Принудительные коллективные поездки в сельскую местность, на сбор урожая, были характерной чертой советской жизни, хорошо знакомой студентам и горожанам. Считалось, что тем самым мы все помогаем (почти бесплатно) сельскому населению. Называлось это «ездить на картошку», хотя собирать могли что угодно, в зависимости от климата и местного урожая. Весной 1993 года, когда я в Праге собирал материалы по культуре русской эмиграции, я с удивлением узнал от молодой чешки, что во времена Восточного блока и она, будучи студенткой Карлова университета, ездила на уборку урожая. Правда, пражских студентов в основном отправляли на сбор хмеля, который применялся в пивоварении. Помнится, я тогда сказал свой чешской собеседнице: «Вот в этом-то и вся разница». Все мое детство отец и его коллеги из Института эпидемиологии и микробиологии осенью отправлялись куда-то в Подмосковье на картошку. Когда мы стали отказниками, эти временные колхозно-совхозные гастроли прекратились. В поликлинике, где отец работал простым врачом, в нем всегда так остро нуждались, что поездки на картошку перестали быть добровольно-обязательными. У студентов-почвоведов третьего курса из-за высылки «на картошку» учеба начиналась на месяц позже. По осени Чашниково представляло собой унылое зрелище. Затяжные сентябрьские дожди превратили сельские дороги в потоки хлюпающей вязкой грязи. Коттеджи-бараки, в которых мы месяц прожили летом после первого курса, были по сути «фанерными ящиками» и не отапливались. Ветер дул в щели, крыши протекали, в окнах недоставало стекол. Для многих из нас эта поездка «на картошку» была все равно что тюремная колония, только без строго принудительного труда. Нашим негласным девизом были не выдохшиеся советские лозунги вроде «Выполним и перевыполним норму!», а нечто совсем другое: «Как убить время, не утонув в грязи». За обыкновенный «трудодень» нам начисляли какие-то невероятные копейки. Изо всех моих однокурсников с отдачей работали лишь несколько человек, прежде всего женатые.

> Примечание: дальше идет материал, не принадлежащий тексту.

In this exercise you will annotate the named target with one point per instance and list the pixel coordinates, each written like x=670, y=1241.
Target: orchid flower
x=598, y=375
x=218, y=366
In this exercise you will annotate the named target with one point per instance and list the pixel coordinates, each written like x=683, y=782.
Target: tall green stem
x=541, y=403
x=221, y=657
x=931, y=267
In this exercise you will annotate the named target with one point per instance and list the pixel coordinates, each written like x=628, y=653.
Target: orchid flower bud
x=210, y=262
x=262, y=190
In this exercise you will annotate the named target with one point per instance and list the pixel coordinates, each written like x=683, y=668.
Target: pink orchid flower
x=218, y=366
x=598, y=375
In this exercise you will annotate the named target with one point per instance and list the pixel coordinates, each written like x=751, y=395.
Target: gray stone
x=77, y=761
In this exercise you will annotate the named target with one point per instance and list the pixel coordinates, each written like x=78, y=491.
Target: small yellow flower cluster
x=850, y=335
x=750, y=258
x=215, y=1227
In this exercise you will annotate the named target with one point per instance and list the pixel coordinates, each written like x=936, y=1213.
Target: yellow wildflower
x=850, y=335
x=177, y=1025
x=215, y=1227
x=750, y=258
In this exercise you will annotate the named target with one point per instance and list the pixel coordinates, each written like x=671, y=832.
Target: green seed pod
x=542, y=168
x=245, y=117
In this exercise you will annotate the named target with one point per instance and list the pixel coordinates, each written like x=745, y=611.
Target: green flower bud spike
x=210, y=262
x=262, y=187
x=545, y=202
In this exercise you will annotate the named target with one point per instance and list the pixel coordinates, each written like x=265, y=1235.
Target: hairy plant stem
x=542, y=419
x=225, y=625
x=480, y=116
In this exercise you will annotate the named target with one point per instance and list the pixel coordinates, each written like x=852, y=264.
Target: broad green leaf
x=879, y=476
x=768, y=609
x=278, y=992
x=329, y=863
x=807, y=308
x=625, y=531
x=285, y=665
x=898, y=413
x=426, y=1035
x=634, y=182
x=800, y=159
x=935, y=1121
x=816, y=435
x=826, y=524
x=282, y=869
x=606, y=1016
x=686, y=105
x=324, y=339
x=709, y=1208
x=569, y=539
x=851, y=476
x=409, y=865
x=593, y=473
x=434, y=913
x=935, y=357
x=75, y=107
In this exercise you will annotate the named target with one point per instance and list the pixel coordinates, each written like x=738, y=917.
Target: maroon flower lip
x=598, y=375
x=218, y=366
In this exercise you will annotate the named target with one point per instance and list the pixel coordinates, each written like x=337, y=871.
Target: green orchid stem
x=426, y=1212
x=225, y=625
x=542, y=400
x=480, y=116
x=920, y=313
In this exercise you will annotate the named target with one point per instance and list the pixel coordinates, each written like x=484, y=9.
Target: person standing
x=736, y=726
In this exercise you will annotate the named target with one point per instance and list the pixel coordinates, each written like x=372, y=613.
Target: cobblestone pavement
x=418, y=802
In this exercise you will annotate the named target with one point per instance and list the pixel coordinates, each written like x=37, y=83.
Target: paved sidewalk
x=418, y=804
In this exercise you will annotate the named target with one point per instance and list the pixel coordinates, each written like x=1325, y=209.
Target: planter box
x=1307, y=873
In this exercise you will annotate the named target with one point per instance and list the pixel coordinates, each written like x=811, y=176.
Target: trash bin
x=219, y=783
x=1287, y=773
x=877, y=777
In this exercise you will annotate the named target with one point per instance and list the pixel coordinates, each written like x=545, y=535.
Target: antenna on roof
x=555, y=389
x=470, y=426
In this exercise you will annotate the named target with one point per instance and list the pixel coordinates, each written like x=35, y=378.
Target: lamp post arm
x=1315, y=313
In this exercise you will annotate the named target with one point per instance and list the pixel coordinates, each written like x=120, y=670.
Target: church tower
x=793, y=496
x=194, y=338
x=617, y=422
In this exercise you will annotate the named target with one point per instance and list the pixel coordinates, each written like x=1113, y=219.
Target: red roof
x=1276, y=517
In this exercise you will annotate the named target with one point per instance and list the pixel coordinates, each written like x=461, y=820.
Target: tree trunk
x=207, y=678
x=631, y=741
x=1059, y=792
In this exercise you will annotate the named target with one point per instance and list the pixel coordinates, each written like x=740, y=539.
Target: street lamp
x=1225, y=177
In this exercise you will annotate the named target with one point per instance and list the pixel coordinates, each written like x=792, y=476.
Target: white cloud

День начинался простуженным хрипом громкоговорителя, извергавшего какую-нибудь бодрую песню про труд и доблесть. В столовке нас ждала безвкусная каша и жидкий чай, потом – линейка и перекличка. Затем, увязая в грязи, мы плелись куда-то в голые поля, затопленные дождями. Большую часть времени мы собирали картошку или морковку. Впереди по полю шел трактор, а мы тащились за ним с ведрами, выбирая корнеплоды из глинистой почвы и втаптывая остатки урожая в землю. Иногда мы ленились даже присыпать несобранное землей и оставляли картофелины и морковины на поверхности, – знали, что местные придут в сумерках и все дочиста подберут. Никто нами не командовал, никто за нами не присматривал, и только раз местный начальничек с кабаньим лицом высунулся из кабины газика и обозвал нас «сучьими детьми».
Для полевых работ нам выдавали ватники и стеганые штаны, к вечеру это обмундирование пропитывалось водой и грязью и становилось тяжеленным. На ночь мы оставляли обувь и грязную мокрую одежду в общественной «сушилке», а утром забирали. Забрызганные глиной брюки и ватники стояли колом, будто их макнули в цемент, и топырили рукава и штанины. Утром приходилось разламывать этих окаменевших за ночь манекенов и снова плестись в поле. Кроме «сушилки», отопление работало только в главном корпусе, где располагалась общая комната с телевизором. При каждом удобном случае я старался улизнуть в Москву, не только по воскресеньям, но и в будни. Если дождь лил особенно сильно, полевые работы отменялись. Несколько раз я «смывался» на ночь и возвращался первым автобусом из Москвы.